Megan tugged at her mother's coat collar. "I wanna go climb the stairs," she pouted.
"No!" Jude pulled the front door shut. "Be a good girl and play here on the porch." She put the child down and turned back to Abby. "I barely got a look, but she seemed really young."
Abby nodded. The girl's image had burned itself into her brain. She hadn't thought about Lianne in a long time, had trained herself not to dwell on the sister, two years younger, who one day simply disappeared.
"Abby?" Jude touched her shoulder, concern in her eyes.
"She looks like Lianne." The words escaped as barely a whisper.
"What are you talking about? You mean the dead girl ... your sister, Lianne?"
"No, of course not. Lianne would be twenty-five now. That girl is a lot younger, but she has blond hair and something about her reminds me of Lianne."
"This is too weird." Jude shuddered and hurried to retrieve Megan, who had wandered out into the wet grass.
Abby watched Megan playfully try to outrun her mother.
As a child, Abby never tired of hearing her mother tell the story about the day they brought ten-day-old Abby home. Frank and Birdie had waited such a long time to adopt, and they accepted the likelihood that Abby would be their only child. Then Lianne had come along.
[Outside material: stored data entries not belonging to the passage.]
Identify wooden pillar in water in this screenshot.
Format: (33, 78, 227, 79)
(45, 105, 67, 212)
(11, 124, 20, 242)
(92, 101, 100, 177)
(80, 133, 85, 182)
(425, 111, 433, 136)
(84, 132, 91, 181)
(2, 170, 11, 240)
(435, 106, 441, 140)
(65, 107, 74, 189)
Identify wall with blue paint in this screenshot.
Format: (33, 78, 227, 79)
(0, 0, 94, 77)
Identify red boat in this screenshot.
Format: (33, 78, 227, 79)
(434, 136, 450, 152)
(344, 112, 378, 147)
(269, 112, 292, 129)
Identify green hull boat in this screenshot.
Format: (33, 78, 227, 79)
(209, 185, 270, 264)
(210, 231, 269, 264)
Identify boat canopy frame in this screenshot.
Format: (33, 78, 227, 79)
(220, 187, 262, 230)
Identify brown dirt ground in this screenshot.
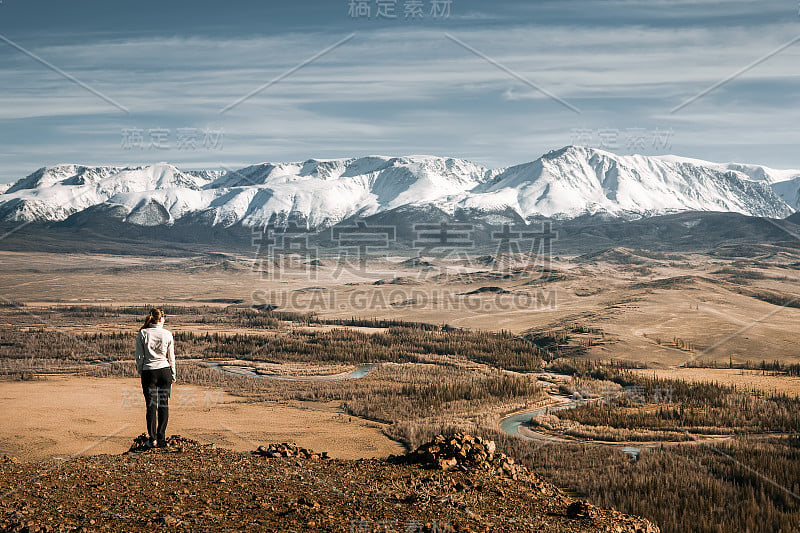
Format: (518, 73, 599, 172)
(0, 438, 659, 533)
(0, 377, 403, 461)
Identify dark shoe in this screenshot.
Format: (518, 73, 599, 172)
(156, 439, 167, 448)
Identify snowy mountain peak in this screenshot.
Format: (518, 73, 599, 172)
(6, 164, 123, 194)
(0, 149, 796, 228)
(459, 146, 794, 219)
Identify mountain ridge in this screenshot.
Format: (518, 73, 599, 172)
(1, 147, 796, 229)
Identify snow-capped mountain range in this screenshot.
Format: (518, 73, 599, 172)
(0, 146, 796, 228)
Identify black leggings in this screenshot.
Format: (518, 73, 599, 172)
(141, 367, 172, 442)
Lianne. Abby still remembered the day they brought her home to live with them. At first, five-year-old Abby had been so excited to have a little sister, but her enthusiasm quickly cooled. Lianne was tiny for being almost three years old and so pretty, long blond curls and a smile that melted everyone's heart, and they all made such a fuss over her. Abby recalled feeling ugly by comparison. With a stab of guilt, she also remembered wishing Lianne hadn't come to live with them, a regret buried deep in her soul, one that she had never shared with anyone.
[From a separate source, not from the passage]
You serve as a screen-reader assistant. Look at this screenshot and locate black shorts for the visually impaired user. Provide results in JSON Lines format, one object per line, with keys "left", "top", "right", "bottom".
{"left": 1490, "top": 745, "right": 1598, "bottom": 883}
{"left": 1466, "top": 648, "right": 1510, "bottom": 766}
Megan screeched in protest as Jude lugged her back to the porch. The child flailed her arms about, wanting to get down. She wiggled free and began tossing a pile of last year's leaves over the porch railing.
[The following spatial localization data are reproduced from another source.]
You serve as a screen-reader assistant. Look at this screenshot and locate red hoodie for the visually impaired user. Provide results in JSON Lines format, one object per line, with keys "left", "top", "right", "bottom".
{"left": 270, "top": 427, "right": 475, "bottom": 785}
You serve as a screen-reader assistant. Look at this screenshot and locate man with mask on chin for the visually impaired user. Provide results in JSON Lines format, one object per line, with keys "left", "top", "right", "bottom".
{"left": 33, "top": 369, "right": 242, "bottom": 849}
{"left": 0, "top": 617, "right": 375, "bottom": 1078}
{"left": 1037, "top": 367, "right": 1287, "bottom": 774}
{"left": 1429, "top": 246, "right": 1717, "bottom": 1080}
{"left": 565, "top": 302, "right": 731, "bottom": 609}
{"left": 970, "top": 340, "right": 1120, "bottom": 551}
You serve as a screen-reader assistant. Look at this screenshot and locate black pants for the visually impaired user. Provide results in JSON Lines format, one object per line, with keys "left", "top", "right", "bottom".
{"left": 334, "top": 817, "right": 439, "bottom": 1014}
Reattaching a cell phone to his belt, Mike emerged from the house. "I just put in a call to the cops. Said they'd be here in a few minutes." Mike took Jude's hand. "There's something you should know before they get here. I think that girl up there is Heather."
"No, it can't be," Jude protested. "It doesn't even look like her."
"I know." Mike nodded. "I almost didn't make the connection. Her face is badly swollen, but I think it's Heather."
Jude, her face pasty white, sank to the porch steps. "Her mother is in our Weaving Guild. She isn't very strong, this will kill her."
Megan tugged at her mother's coat; a gust of wind tousled the child's hair. "Where's Heather? I want to play with her."
Her eyes welling with tears, Jude hugged the child close. "We can't play with Heather today, okay?"
A jagged bolt of lightning slashed the sky followed by a clap of thunder that shook the building. Megan squealed with fright.
Jude jumped to her feet and grabbed the startled child. She turned to Mike. "I should take Megan home."
Mike nodded. "I'll have Abby bring me home as soon as we talk to the police."
Clutching Megan in her arms, Jude ran to the truck.
At that moment, more than anything Abby wished Jared were there to wrap his strong arms around her. With any luck, he'd be with the police when they arrived.
Abby watched Jude drive away and absently kicked at the uneven boards under her feet. So much effort had gone into saving this place, literally snatching it away from developers set on demolishing it for a new luxury spa and hotel, and now to have it marred by a murder.
Another flash of lightning triggered the heavy clouds, and they released their load in a thunderous downpour, nearly drowning out the wail of police sirens in the distance.